# BERTopic Exploration of the Stimmmungs- und Lageberichte Database Files
**Author:** Christopher Thomas Goodwin

**Creation Date:** 2024.04.10

**Summary:** Uses BERTopic modelling to explore the data of the NSHWE Stimmungs- und Lageberichte files

In [7]:
import platform
from bertopic import BERTopic
import json
import pandas as pd
from sklearn.feature_extraction.text import CountVectorizer
from sklearn.feature_extraction.text import TfidfVectorizer
import torch

# Get stop words
import nltk
from nltk.corpus import stopwords
nltk.download('stopwords')

# Check if GPU acceleration is available and call appropriate libraries
import GPUtil

if len(GPUtil.getAvailable()) > 0:
    from cuml.cluster import HDBSCAN
    #from cuml.manifold import UMAP # GPU-based version of UMAP
    from umap import UMAP # use CPU-based version of UMAP which is better for noisy or duplicate data
    print("GPU engaged.")

    print(f"CUDA available: {torch.cuda.is_available()}")
    print(f"Current GPU device index: {torch.cuda.current_device()}")
    print(f"Current GPU device name: {torch.cuda.get_device_name(torch.cuda.current_device())}")
    print(f"Pytorch Cuda version: {torch.version.cuda}")
else:
    from umap import UMAP
    from hdbscan import HDBSCAN
    print("No GPU engaged.")

GPU engaged.
CUDA available: True
Current GPU device index: 0
Current GPU device name: NVIDIA GeForce RTX 5070 Ti
Pytorch Cuda version: 12.9


[nltk_data] Downloading package stopwords to
[nltk_data]     /home/cgoodwin/nltk_data...
[nltk_data]   Package stopwords is already up-to-date!


In [8]:
# Check which platform user is on and set the data path accordingly
print(f"The Operating System is {platform.system()}")

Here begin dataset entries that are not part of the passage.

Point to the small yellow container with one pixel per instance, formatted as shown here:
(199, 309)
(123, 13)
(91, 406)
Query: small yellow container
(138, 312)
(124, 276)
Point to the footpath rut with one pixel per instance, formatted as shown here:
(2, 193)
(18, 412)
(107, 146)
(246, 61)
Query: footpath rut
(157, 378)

if platform.system() == "Linux":
    path = "/home/cgoodwin/Documents/Programming/TextMiningNaziIdeology/data/json/stimmungs_data_sentences.json"
elif platform.system() == "Darwin":
    path = "/Users/cgoodwin/Programming Projects/TextMiningNaziIdeology/data/json/stimmungs_data_sentences.json"
else:
    path = "C:\\Users\\Christopher Goodwin\\Documents\\Programming Projects\\TextMiningNaziIdeology\\data\\json\\stimmungs_data_sentences.json"
    
with open(path, "r", encoding="utf-8") as f:
    files = json.load(f)
    # files loaded in as dictionary with strings of 0... length of files
    
    # we want just the textual data, the report from each entry
    reports = []
    for i in range(len(files)):
        reports.append(files[str(i)]["report"]) # iterate through dictionary and append report

print("File loaded.")

The Operating System is Linux
File loaded.


In [9]:
# set up vectorizer for German stopwords
german_stop_words = stopwords.words('german')
additional_stop_words = ["volk", "volksgemeinschaft", "1939", "1940", "1941", "1942", "1943", "1944", "1945", "deutsch", "bevölkerung", "ii", "iii", "iv", "v", "vi", "einzelmeldungen", "volksgenossen", "sei", "seien", "worden", "meldungen", "deutsche", "deutschen", "wegen", "wurde", "gif", "pro", "kg", "minusbox", "images", "rm"]

for i in range(0, 1946):
    additional_stop_words.append(str(i))

german_stop_words.extend(additional_stop_words)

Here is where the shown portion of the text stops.